Monday, July 26, 2021

Albums of the Year 1997

 Hete's the Best Ever Albums Top Ten for 1997:

1. Radiohead - OK Computer

2. Bjork - Homogenic

3. Elliot Smith - Either / Or

4. Modest Mouse - The Lonesome Crowded West

5. Spiritualised - Ladies & Gentlemen, We Are Floating In Space

6. God Speed You ! Black Emperor - 

7. Verve - Urban Hymns

8. Built To Spill - Perfect From Now On

9. Foo Fighters - The Color & The Shape

10. Nick Cave & The Bad Seeds - The Boatman's Call

My list is quite different. Strange looking back at this year for music now. It's actually a really, really wonderful year for British stuff, hence my entirely British Top Ten of records that I own, or CDs mostly. Perhaps it's the real year of Brit Pop, highlighting all the diversity and creativity that can emerge from these strange islands musically. Something the Brit Pop movement itself singularly failed to do, given its obsessions with The Beatles, The Kinks and oddly Wire.

Songs From Northern Britain is the only thing here I own on vinyl, having bought a re-issue recently. It's my favourite of Teenage Fanclub's albums. Sounds great after all this time. A band mature beyond their years.  But, even though I set myself a rule that I would post the records that I own on vinyl on the top of my list, I'll make an exception here. Because Cornershop's outstanding album When I Was Born For the Seventh Time tops it for me. It's not available on vinyl anymore. Why is that? It's just an exceptional record.

Elsewhere, Blur came out with what I'd say is the best album of their career. Beetlebum particularly seemed to cast a shadow over much of the year. They'd come good by realising the utter dead end that The Great Escape had been, and started listening to what Graham Coxon wanted to do again and taking an interest in obscure American Lo Fi and making it sound distinctly Hi Fi. 

Perhaps the three records that most will think of as defining the mood of the year in the UK come 5, 6 & 7. OK Computer, Urban Hymns and The Fat Of The Land. They're all three very, very fine records, though I rarely, if ever listen to the latter two anymore or even very much the whole way through at the time they came out. CDs were like that. They're all three highly paranoid albums and I don't really care to listen to overly paranoid records these days. OK Computer is a magnificent statemen,t but it's commonly posited as the best album ever made. Even ahead of The Beatles or Pet Sounds which in bygone days had traditionally got the nod.  Is it? Is it really? I'm not entirely sure how these things work but then I prefer Murmur, Marquee Moon, Forever Changes, What's Going On and Kind of Blue. Even Heaven Up Here It's all really just about opinions and the moments when records hit you innit? 

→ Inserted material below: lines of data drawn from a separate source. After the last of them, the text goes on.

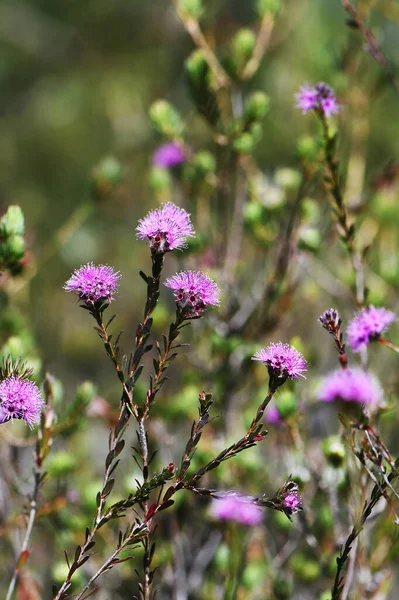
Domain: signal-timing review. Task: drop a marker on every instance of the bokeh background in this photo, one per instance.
(77, 80)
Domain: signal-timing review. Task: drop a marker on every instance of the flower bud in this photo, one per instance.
(193, 8)
(289, 179)
(197, 68)
(205, 162)
(159, 180)
(106, 175)
(61, 464)
(257, 106)
(307, 148)
(243, 45)
(334, 451)
(12, 223)
(166, 119)
(271, 7)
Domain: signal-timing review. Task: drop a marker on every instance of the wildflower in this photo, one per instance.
(166, 228)
(351, 385)
(169, 155)
(20, 399)
(194, 291)
(367, 326)
(321, 97)
(282, 361)
(232, 508)
(272, 415)
(330, 320)
(92, 283)
(292, 502)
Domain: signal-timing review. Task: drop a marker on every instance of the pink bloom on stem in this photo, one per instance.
(282, 361)
(166, 228)
(232, 508)
(293, 502)
(351, 385)
(169, 155)
(272, 415)
(367, 326)
(321, 97)
(194, 291)
(20, 399)
(92, 283)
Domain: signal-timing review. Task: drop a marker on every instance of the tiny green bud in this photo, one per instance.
(257, 106)
(286, 403)
(12, 223)
(159, 179)
(289, 179)
(61, 464)
(85, 393)
(244, 143)
(307, 148)
(271, 7)
(166, 119)
(106, 175)
(253, 213)
(193, 8)
(196, 67)
(282, 589)
(334, 451)
(16, 247)
(309, 239)
(205, 162)
(243, 45)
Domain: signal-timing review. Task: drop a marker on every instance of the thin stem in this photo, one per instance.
(24, 552)
(128, 407)
(262, 42)
(346, 231)
(372, 43)
(43, 446)
(192, 27)
(111, 561)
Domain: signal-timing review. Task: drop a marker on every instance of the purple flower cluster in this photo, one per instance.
(20, 399)
(282, 361)
(367, 325)
(330, 320)
(292, 502)
(166, 228)
(232, 508)
(169, 155)
(351, 385)
(194, 291)
(321, 97)
(92, 283)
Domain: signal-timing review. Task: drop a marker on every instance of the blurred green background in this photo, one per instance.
(76, 82)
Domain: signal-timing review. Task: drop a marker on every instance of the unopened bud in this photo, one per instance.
(257, 106)
(271, 7)
(243, 45)
(166, 119)
(12, 223)
(193, 8)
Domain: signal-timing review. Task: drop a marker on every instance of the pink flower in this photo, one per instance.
(20, 399)
(272, 415)
(367, 325)
(169, 155)
(166, 228)
(92, 283)
(321, 97)
(232, 508)
(351, 385)
(282, 361)
(194, 291)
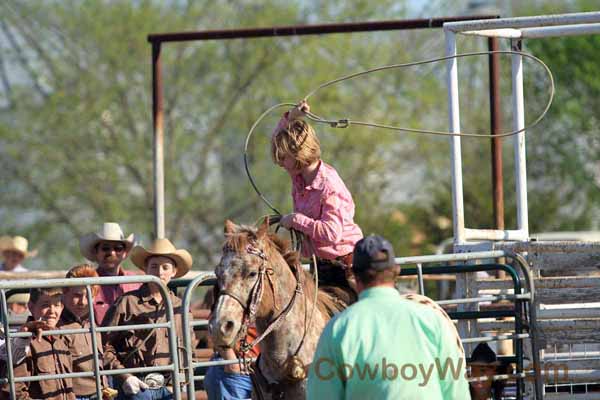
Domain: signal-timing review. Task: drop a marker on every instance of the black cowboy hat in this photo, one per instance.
(484, 355)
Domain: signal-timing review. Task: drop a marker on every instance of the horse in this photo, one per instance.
(260, 280)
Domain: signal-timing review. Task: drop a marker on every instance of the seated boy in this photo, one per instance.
(44, 355)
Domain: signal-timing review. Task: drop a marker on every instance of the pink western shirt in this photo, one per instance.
(325, 214)
(108, 294)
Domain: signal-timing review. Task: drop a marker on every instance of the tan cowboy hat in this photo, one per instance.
(16, 243)
(111, 231)
(163, 247)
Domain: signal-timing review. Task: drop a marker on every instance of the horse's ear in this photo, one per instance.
(229, 228)
(263, 228)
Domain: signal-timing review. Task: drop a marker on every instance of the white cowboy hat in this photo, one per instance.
(163, 247)
(16, 243)
(111, 231)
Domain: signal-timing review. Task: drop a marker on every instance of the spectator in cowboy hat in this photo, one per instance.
(108, 247)
(138, 348)
(14, 251)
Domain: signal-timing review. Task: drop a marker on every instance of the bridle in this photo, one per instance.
(250, 306)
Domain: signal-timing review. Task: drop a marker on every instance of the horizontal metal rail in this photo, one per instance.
(300, 30)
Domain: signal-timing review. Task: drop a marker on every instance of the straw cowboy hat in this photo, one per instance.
(163, 247)
(16, 243)
(111, 231)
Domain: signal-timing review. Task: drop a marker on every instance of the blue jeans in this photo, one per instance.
(221, 385)
(148, 394)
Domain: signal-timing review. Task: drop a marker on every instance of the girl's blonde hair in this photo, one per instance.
(84, 271)
(299, 140)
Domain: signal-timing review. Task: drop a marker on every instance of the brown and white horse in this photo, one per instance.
(260, 280)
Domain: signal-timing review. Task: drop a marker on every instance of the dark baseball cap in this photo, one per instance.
(373, 252)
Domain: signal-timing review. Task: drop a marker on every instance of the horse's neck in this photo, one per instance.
(289, 336)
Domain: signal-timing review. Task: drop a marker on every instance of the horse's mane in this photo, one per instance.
(246, 235)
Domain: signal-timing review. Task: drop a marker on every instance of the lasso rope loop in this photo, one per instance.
(344, 123)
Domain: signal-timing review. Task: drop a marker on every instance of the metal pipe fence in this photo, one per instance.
(173, 367)
(522, 298)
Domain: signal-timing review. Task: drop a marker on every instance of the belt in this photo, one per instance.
(346, 260)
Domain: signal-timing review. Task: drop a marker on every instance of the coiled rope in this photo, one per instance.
(344, 123)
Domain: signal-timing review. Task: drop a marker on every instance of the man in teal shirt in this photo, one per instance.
(384, 346)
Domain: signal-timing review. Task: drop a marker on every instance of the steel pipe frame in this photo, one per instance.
(156, 41)
(461, 234)
(519, 310)
(88, 282)
(515, 29)
(188, 329)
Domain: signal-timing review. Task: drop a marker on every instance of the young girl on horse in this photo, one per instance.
(323, 205)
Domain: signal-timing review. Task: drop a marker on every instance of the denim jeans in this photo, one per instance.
(148, 394)
(221, 385)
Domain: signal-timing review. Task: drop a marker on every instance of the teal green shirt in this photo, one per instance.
(386, 347)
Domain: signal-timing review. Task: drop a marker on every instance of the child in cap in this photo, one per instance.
(484, 363)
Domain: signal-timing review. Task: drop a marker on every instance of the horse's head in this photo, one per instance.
(247, 258)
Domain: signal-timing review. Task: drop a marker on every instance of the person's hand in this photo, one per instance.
(299, 111)
(228, 353)
(35, 327)
(133, 385)
(286, 221)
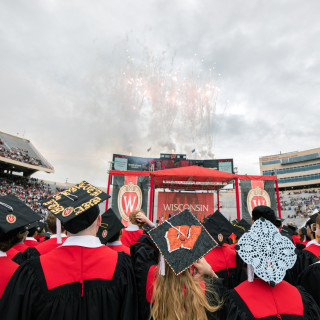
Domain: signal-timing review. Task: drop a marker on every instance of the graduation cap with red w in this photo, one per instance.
(182, 240)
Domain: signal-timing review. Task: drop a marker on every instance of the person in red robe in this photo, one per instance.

* thanks for a friend for reminding me of the wonderful The Magical World of The Strands by Michael Head & The Strands. Head and Shack were one of the best things happening beneath the surface throught the Nineties.

What happened this year in a broader sense? Princess Diana died. The ensuing week is still one of the strangest and most inexplicable of my life. Here's my list:

1. Cornershop - When I Was Born For the Seventh Time


2. Teenage Fanclub - Songs From Northern Britain



3. Blur - Blur


4. Michael Head & The Strands - The Magical World of The Strands



5. Radiohead - OK Computer


6. Verve - Urban Hymns



7. Prodigy - The Fat Of The Land


8. Primal Scream - Vanishing Point


9. Stereolab - Dots & Loops


10. Portishead - Portishead



Also great albums from Super Furry Animals,Supergrass, Spiritualised, Portishead, and The Chemical Brothers. And an honorary mention for one record from outside the UK, Red Apple Falls. As for Be Here Now, ir was hopeless.

And me,. I was in Brighton, and then embarked on a PGCE at the University of Greenwhich, near Eltham in East London. Just after the Stephen Lawrence murder. Now that was a strange and unpleasant place.